我们考虑一个不当的强化学习设置，在该设置中，为学习者提供了$ M $的基本控制器，以进行未知的马尔可夫决策过程，并希望最佳地结合它们，以生产一个可能胜过每个基本基础的控制器。这对于在不匹配或模拟环境中学习的跨控制器进行调整可能很有用，可以为给定的目标环境获得良好的控制器，而试验相对较少。在此方面，我们提出了两种算法：（1）一种基于政策梯度的方法； （2）可以根据可用信息在基于简单的参与者（AC）方案和天然参与者（NAC）方案之间切换的算法。两种算法都在给定控制器的一类不当混合物上运行。对于第一种情况，我们得出融合率保证，假设访问梯度甲骨文。对于基于AC的方法，我们提供了基本AC案例中的固定点的收敛速率保证，并在NAC情况下为全球最优值提供了保证。 （i）稳定卡特柱的标准控制理论基准的数值结果； （ii）一个受约束的排队任务表明，即使可以使用的基本策略不稳定，我们的不当政策优化算法也可以稳定系统。

The combination of conduct, emotion, motivation, and thinking is referred to as personality. To shortlist candidates more effectively, many organizations rely on personality predictions. The firm can hire or pick the best candidate for the desired job description by grouping applicants based on the necessary personality preferences. A model is created to identify applicants' personality types so that employers may find qualified candidates by examining a person's facial expression, speech intonation, and resume. Additionally, the paper emphasises detecting the changes in employee behaviour. Employee attitudes and behaviour towards each set of questions are being examined and analysed. Here, the K-Modes clustering method is used to predict employee well-being, including job pressure, the working environment, and relationships with peers, utilizing the OCEAN Model and the CNN algorithm in the AVI-AI administrative system. Findings imply that AVIs can be used for efficient candidate screening with an AI decision agent. The study of the specific field is beyond the current explorations and needed to be expanded with deeper models and new configurations that can patch extremely complex operations.

Recently, e-scooter-involved crashes have increased significantly but little information is available about the behaviors of on-road e-scooter riders. Most existing e-scooter crash research was based on retrospectively descriptive media reports, emergency room patient records, and crash reports. This paper presents a naturalistic driving study with a focus on e-scooter and vehicle encounters. The goal is to quantitatively measure the behaviors of e-scooter riders in different encounters to help facilitate crash scenario modeling, baseline behavior modeling, and the potential future development of in-vehicle mitigation algorithms. The data was collected using an instrumented vehicle and an e-scooter rider wearable system, respectively. A three-step data analysis process is developed. First, semi-automatic data labeling extracts e-scooter rider images and non-rider human images in similar environments to train an e-scooter-rider classifier. Then, a multi-step scene reconstruction pipeline generates vehicle and e-scooter trajectories in all encounters. The final step is to model e-scooter rider behaviors and e-scooter-vehicle encounter scenarios. A total of 500 vehicle to e-scooter interactions are analyzed. The variables pertaining to the same are also discussed in this paper.

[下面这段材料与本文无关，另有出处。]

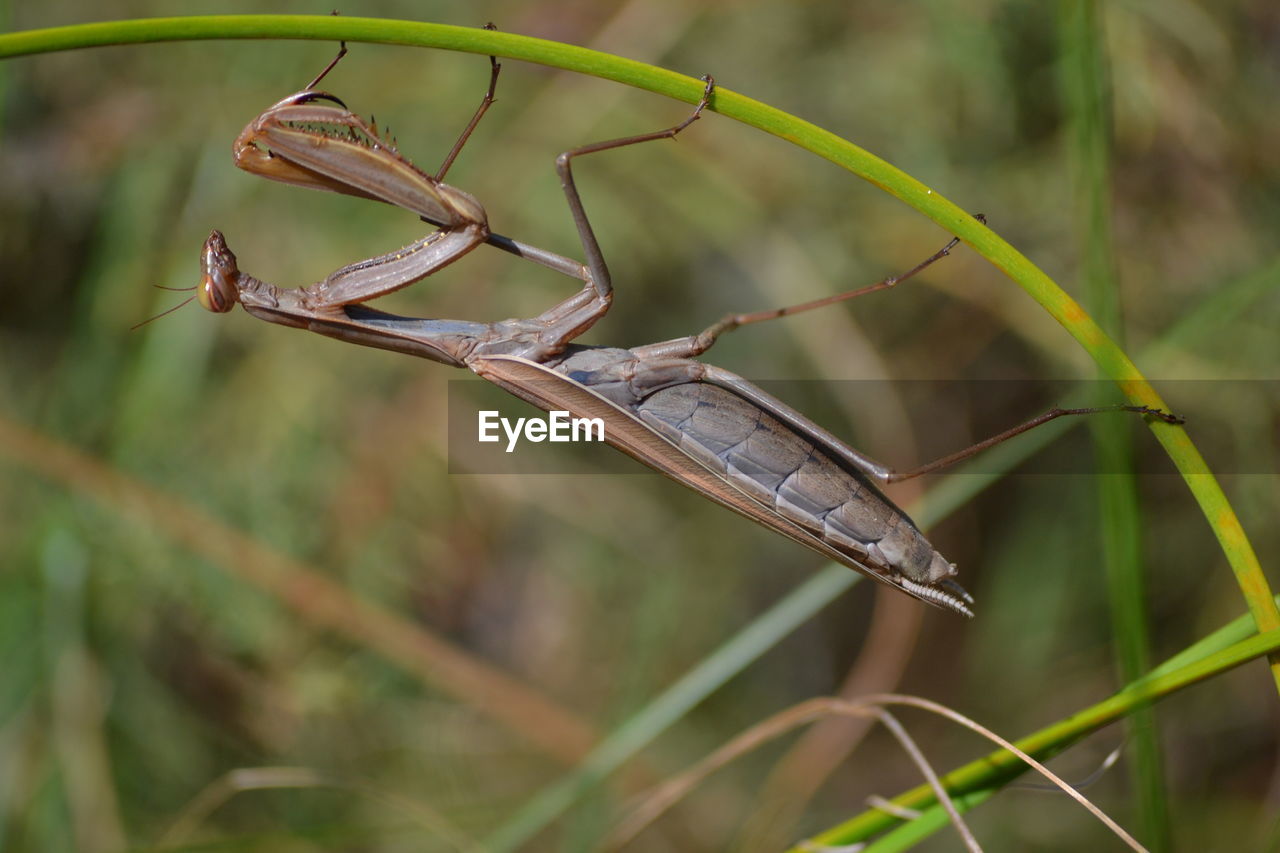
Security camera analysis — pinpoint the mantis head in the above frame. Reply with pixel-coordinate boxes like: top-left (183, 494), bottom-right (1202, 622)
top-left (196, 229), bottom-right (239, 314)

As one of the most popular micro-mobility options, e-scooters are spreading in hundreds of big cities and college towns in the US and worldwide. In the meantime, e-scooters are also posing new challenges to traffic safety. In general, e-scooters are suggested to be ridden in bike lanes/sidewalks or share the road with cars at the maximum speed of about 15-20 mph, which is more flexible and much faster than the pedestrains and bicyclists. These features make e-scooters challenging for human drivers, pedestrians, vehicle active safety modules, and self-driving modules to see and interact. To study this new mobility option and address e-scooter riders' and other road users' safety concerns, this paper proposes a wearable data collection system for investigating the micro-level e-Scooter motion behavior in a Naturalistic road environment. An e-Scooter-based data acquisition system has been developed by integrating LiDAR, cameras, and GPS using the robot operating system (ROS). Software frameworks are developed to support hardware interfaces, sensor operation, sensor synchronization, and data saving. The integrated system can collect data continuously for hours, meeting all the requirements including calibration accuracy and capability of collecting the vehicle and e-Scooter encountering data.

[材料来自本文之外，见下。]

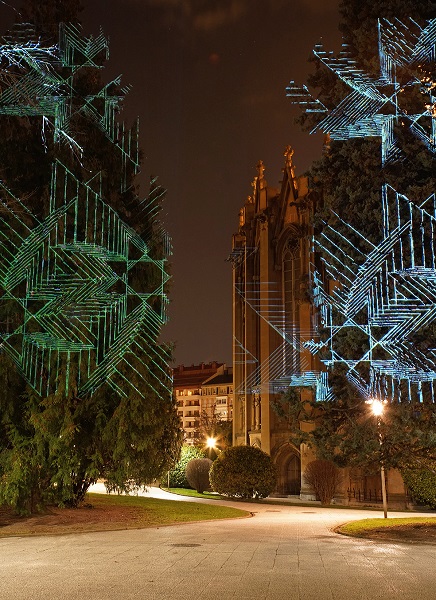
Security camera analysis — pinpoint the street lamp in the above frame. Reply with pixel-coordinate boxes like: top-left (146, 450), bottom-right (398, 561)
top-left (368, 400), bottom-right (388, 519)
top-left (206, 437), bottom-right (216, 450)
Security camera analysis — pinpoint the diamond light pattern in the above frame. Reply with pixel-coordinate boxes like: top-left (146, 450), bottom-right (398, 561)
top-left (0, 25), bottom-right (171, 397)
top-left (287, 19), bottom-right (436, 402)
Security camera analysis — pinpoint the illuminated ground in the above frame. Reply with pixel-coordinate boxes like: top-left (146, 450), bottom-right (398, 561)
top-left (0, 488), bottom-right (436, 600)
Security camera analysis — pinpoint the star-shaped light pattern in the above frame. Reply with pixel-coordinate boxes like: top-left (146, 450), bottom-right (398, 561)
top-left (0, 25), bottom-right (171, 397)
top-left (287, 19), bottom-right (436, 402)
top-left (286, 19), bottom-right (436, 163)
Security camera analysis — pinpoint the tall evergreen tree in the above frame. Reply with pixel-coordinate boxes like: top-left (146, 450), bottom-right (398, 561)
top-left (278, 0), bottom-right (436, 467)
top-left (0, 0), bottom-right (181, 511)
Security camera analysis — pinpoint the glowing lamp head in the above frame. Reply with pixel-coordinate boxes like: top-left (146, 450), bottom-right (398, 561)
top-left (371, 400), bottom-right (384, 417)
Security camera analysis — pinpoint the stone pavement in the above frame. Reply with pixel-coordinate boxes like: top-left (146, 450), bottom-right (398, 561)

In this paper, we propose SceNDD: a scenario-based naturalistic driving dataset that is built upon data collected from an instrumented vehicle in downtown Indianapolis. The data collection was completed in 68 driving sessions with different drivers, where each session lasted about 20--40 minutes. The main goal of creating this dataset is to provide the research community with real driving scenarios that have diverse trajectories and driving behaviors. The dataset contains ego-vehicle's waypoints, velocity, yaw angle, as well as non-ego actor's waypoints, velocity, yaw angle, entry-time, and exit-time. Certain flexibility is provided to users so that actors, sensors, lanes, roads, and obstacles can be added to the existing scenarios. We used a Joint Probabilistic Data Association (JPDA) tracker to detect non-ego vehicles on the road. We present some preliminary results of the proposed dataset and a few applications associated with it. The complete dataset is expected to be released by early 2023.

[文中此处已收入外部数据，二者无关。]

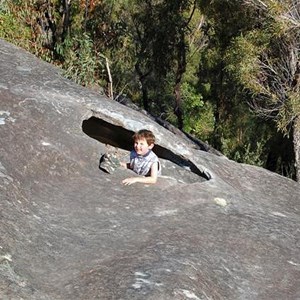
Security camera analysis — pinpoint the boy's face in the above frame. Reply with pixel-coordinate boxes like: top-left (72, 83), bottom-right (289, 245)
top-left (134, 138), bottom-right (154, 155)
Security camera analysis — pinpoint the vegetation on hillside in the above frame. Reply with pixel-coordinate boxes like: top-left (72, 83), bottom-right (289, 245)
top-left (0, 0), bottom-right (300, 180)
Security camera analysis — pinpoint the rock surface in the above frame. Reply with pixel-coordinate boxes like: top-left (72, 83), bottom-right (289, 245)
top-left (0, 40), bottom-right (300, 300)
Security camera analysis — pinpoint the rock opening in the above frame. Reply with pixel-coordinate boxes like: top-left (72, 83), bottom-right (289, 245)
top-left (82, 117), bottom-right (211, 180)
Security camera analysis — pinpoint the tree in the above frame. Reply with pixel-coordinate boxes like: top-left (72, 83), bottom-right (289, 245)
top-left (227, 0), bottom-right (300, 181)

Model Predictive Controllers (MPC) are widely used for controlling cyber-physical systems. It is an iterative process of optimizing the prediction of the future states of a robot over a fixed time horizon. MPCs are effective in practice, but because they are computationally expensive and slow, they are not well suited for use in real-time applications. Overcoming the flaw can be accomplished by approximating an MPC's functionality. Neural networks are very good function approximators and are faster compared to an MPC. It can be challenging to apply neural networks to control-based applications since the data does not match the i.i.d assumption. This study investigates various imitation learning methods for using a neural network in a control-based environment and evaluates their benefits and shortcomings.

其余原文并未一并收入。